It’s been a hectic year, and I’m currently embedded in the BBC Archive Development team until at least April, though I’ll be continuing my work with Digital Planet, Focus Magazine and the Billboard, as well as other gigs that come up during 2010.
In the meantime, here are two of my stories that I didn’t get round to posting here:
The Media and The Message (BBC Technology site, 16 December)
Like thousands of other people around the world I’ve just spent £2.39 on The Guardian newspaper’s iPhone app.
I can now read the paper onscreen, with some sections nicely cached for offline browsing and a cleverly designed user interface that lets me put the Media and Technology sections at the top of the paper, mark articles as favourites and quickly find related stories.

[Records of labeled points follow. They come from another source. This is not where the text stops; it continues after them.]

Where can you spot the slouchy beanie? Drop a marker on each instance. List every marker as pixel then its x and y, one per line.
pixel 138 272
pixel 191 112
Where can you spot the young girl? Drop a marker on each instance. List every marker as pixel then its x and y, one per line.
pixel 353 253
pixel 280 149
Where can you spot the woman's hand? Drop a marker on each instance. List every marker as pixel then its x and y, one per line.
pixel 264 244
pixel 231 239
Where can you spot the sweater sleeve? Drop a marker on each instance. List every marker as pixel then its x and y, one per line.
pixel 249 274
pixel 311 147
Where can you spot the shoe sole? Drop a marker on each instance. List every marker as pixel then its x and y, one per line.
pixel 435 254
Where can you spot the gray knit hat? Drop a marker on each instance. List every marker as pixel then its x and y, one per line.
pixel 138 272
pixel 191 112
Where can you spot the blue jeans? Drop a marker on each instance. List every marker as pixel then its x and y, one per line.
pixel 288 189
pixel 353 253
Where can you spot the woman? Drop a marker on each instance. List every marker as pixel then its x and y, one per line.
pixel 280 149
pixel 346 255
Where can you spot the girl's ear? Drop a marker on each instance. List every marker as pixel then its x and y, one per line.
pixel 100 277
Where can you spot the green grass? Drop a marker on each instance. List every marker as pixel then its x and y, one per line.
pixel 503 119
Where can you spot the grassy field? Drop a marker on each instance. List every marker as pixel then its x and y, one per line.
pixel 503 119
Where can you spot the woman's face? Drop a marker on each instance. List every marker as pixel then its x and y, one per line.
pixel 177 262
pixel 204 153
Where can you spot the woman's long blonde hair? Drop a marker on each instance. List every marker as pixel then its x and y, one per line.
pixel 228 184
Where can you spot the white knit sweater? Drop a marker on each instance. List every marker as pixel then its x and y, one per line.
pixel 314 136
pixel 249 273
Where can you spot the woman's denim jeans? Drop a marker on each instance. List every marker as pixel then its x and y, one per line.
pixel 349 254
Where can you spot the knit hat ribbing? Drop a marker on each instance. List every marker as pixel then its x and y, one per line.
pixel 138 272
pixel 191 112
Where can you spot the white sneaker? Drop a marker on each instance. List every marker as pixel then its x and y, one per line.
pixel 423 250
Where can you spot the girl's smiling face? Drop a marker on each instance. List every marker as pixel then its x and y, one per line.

And Ten Years After Doomsday (BBC Technology site, 8 December)
I spent the evening of 31 December, 1999 in the company of Rolf Harris, Peter Snow and a large number of other people in a studio at Television Centre in London, seeing in the New Year as the nation’s official Millennium Bug watcher.
As anyone who knows about calendars will tell you, the real millennium didn’t start until a year later, but I was there because of the very real fear that major computer systems around the world would crash because they could not handle the rollover from 1999 to 2000.
My job on New Year’s Eve was to interrupt festivities every hour of the evening to report on what was happening at midnight in different countries around the world.
Merry Christmas to all of you who celebrate such things, Happy Holidays for those who don’t but live in places that do, and ‘have a nice day’ to everyone else…
Hi Bill. I’ve only recently started tweeting but have enjoyed your articles in Focus and on the ‘net. I retired as a PC World in-store technician in July and have devoted a page on my website to my thoughts about poking around in customers’ hard disks etc.
There’s also images and rendered animations on the page. I’ll paste the URL into a tweet reply.
best wishes, Dave Henniker
Bill
One of the great joys of the interwebs is the feeling (even if not actual) that there is a connection with others in vastly different circumstances and in other places.
The information shared along with Gareth on Digital Planet, your involvement in it and the other bits of stuff that pop up due to Facebook and twitter has filled me with interest and joy of what is shared with the world.
Thanks for what you’ve produced and I look forward to more in the New Year.